Publication year - 2011
Publication title -
functional ecology
Language(s) - English
Resource type - Journals
SCImago Journal Rank - 2.272
H-Index - 154
eISSN - 1365-2435
pISSN - 0269-8463
DOI - 10.1111/j.1365-2435.2011.01895.x
Subject(s) - biology , immunity , zoology , immunocompetence , ecology , immune system , paternal care , mating , immunology , offspring , pregnancy , genetics
Summary 1. Immunity may trade‐off against other important life history traits, with recent work suggesting that reproduction and parental care in particular impinge on immune defence.

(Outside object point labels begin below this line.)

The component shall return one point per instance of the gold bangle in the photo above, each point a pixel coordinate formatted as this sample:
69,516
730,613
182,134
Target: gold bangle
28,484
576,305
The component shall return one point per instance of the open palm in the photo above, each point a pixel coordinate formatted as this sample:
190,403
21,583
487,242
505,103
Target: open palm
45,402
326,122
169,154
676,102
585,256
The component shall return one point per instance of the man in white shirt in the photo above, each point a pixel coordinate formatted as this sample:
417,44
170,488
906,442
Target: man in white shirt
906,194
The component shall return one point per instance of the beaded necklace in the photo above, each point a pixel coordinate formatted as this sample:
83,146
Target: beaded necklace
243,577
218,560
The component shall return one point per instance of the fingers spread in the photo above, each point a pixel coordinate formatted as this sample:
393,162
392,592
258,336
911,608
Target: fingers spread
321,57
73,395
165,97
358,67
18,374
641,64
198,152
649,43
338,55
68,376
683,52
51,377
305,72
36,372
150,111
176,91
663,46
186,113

However, whereas the effect of parental care on immunocompetence has been intensively studied in birds and mammals, virtually nothing is known about how it affects insect immunity. 2. Burying beetles provide extensive biparental care that includes the burial, preparation and defence of a carcass, as well as the subsequent feeding of the larvae. In addition, they cover the carcass with anal exudates that have been shown to serve an antimicrobial function (social immunity sensu Behavioral Ecology , 21 , 663–668). We examined the effect of sex, mating and parental care on measurements of individual and social immunity in the burying beetle Nicrophorus orbicollis . 3. Both males and females showed a rapid upregulation of the encapsulation response upon discovery of a carcass. The high encapsulation rate was maintained during the entire period of parental care. Lytic activity in anal exudates, a measure of social immunity, likewise increased. Mating had no effect on individual or social immunity, but females generally exhibited higher individual immunity than male N. orbicollis . 4. Our results suggest that the unusual breeding environment of burying beetles – a microbe‐rich carcass – has selected for an atypical pattern of immune defence, with a significant upregulation of individual and social immunity during the physically demanding period of reproduction and parental care. The simultaneous investment in two life history traits that normally compete for resources may be an adaptive response in species that breed in environments with high densities of micro‐organisms.